In the case of the legacy SVC system calls tested for correctly checking the caller’s access
right to memory locations passed as parameter all SVCs tested ended with an ABEND
code of 0C4 which indicates memory access violation detected.
In the case of the ‘Rabbit’ program creating tasks (and related task control blocks in
system space) the TOE terminated the program with an error message stating that it
detected a shortage in system space.
In the case of the password change test, the second login using a different login path was
denied to change the password showing that the TOE correctly identified that a password
change was already in progress.
11.4.4 Residual vulnerabilities
The Evaluators have also performed their vulnerability analysis based on the information
provided in the Security Target [ST], the design documentation, the implementation
representation and the user guidance.
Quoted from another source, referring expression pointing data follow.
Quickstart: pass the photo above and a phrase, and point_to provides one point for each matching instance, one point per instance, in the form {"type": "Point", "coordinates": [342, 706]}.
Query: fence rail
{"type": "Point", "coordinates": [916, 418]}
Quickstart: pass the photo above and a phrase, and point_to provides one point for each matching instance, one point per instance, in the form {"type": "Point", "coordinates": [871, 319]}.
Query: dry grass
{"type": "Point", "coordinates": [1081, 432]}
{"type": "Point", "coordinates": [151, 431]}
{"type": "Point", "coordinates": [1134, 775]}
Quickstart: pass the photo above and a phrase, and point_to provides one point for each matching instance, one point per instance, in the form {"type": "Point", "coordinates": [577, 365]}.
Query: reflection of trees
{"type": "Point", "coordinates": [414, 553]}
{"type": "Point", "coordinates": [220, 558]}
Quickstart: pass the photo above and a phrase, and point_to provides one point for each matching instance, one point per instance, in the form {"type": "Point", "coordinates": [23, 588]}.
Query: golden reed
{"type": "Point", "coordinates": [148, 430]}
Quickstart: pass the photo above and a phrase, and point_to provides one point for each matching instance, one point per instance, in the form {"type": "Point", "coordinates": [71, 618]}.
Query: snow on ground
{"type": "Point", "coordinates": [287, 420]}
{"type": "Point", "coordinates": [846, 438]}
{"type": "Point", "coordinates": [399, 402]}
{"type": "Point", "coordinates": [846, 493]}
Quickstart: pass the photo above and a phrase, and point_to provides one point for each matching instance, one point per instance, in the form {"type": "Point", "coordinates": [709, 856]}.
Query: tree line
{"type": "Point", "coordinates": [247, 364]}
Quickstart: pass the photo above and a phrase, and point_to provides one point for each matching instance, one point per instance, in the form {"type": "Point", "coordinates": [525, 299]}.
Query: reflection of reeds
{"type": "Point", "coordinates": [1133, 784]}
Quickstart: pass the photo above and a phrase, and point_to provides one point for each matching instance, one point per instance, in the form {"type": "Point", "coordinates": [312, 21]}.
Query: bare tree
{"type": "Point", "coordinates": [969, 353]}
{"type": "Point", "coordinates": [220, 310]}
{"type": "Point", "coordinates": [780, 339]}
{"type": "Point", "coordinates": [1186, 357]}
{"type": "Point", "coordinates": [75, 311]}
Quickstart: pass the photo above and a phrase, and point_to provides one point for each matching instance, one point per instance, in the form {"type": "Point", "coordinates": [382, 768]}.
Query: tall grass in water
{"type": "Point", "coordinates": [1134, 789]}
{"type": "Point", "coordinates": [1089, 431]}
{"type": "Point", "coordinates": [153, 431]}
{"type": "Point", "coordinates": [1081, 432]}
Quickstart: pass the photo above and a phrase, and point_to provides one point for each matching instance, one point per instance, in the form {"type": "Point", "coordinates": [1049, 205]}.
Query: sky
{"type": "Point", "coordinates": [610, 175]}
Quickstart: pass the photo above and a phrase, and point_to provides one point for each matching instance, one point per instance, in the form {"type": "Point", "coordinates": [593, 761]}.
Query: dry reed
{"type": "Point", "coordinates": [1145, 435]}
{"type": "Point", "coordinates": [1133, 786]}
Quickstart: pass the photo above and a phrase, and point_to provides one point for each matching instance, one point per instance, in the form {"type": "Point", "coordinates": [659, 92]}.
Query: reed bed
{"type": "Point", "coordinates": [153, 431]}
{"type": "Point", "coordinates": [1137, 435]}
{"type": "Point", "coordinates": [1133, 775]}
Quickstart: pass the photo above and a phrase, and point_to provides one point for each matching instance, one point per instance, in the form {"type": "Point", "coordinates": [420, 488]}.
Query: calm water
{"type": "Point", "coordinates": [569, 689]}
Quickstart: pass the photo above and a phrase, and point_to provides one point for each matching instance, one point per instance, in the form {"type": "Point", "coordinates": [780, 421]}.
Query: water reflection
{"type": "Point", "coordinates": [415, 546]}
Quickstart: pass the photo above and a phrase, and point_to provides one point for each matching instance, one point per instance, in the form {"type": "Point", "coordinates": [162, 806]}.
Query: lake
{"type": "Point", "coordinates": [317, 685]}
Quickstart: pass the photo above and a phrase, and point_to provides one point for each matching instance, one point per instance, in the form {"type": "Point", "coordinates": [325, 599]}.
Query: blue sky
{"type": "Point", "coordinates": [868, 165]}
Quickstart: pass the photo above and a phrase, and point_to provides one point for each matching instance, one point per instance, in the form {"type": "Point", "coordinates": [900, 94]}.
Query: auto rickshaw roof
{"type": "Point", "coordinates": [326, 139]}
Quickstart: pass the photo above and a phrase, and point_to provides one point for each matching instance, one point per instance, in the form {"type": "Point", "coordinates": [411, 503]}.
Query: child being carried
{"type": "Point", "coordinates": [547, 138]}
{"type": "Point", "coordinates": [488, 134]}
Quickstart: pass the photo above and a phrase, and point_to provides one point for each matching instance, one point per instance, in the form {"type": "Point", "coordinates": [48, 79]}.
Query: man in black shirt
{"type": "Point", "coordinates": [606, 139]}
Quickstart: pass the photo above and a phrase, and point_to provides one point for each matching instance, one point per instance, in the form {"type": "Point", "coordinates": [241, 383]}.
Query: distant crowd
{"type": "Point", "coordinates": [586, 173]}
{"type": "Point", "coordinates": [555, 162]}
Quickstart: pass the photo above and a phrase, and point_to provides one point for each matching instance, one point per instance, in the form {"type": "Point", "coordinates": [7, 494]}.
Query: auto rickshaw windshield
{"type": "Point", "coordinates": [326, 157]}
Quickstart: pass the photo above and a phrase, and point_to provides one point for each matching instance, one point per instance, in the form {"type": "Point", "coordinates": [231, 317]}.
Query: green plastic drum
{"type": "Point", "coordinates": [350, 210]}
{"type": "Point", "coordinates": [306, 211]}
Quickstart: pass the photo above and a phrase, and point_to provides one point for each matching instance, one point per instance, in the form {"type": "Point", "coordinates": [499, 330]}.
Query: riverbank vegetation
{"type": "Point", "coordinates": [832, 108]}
The Evaluators did not find any new vulnerability
introduced by the new or modified functionality introduced with z/OS V2R4 that can be
exploited in the operational environment. No vulnerability was reported in the public
sources for vulnerabilities that the Evaluators checked (CVE, the z/OS specific RACF
mailing list, general searches on the Internet).
It is worth highlighting that in the previous evaluation of the TOE z/OS V2R3 ([CR]) two
residual vulnerabilities were detected (CVE-2018-0734, CVE-2018-0735). With the new
implementation chosen by IBM for the affected cryptographic functions, these
vulnerabilities have been removed in the current TOE.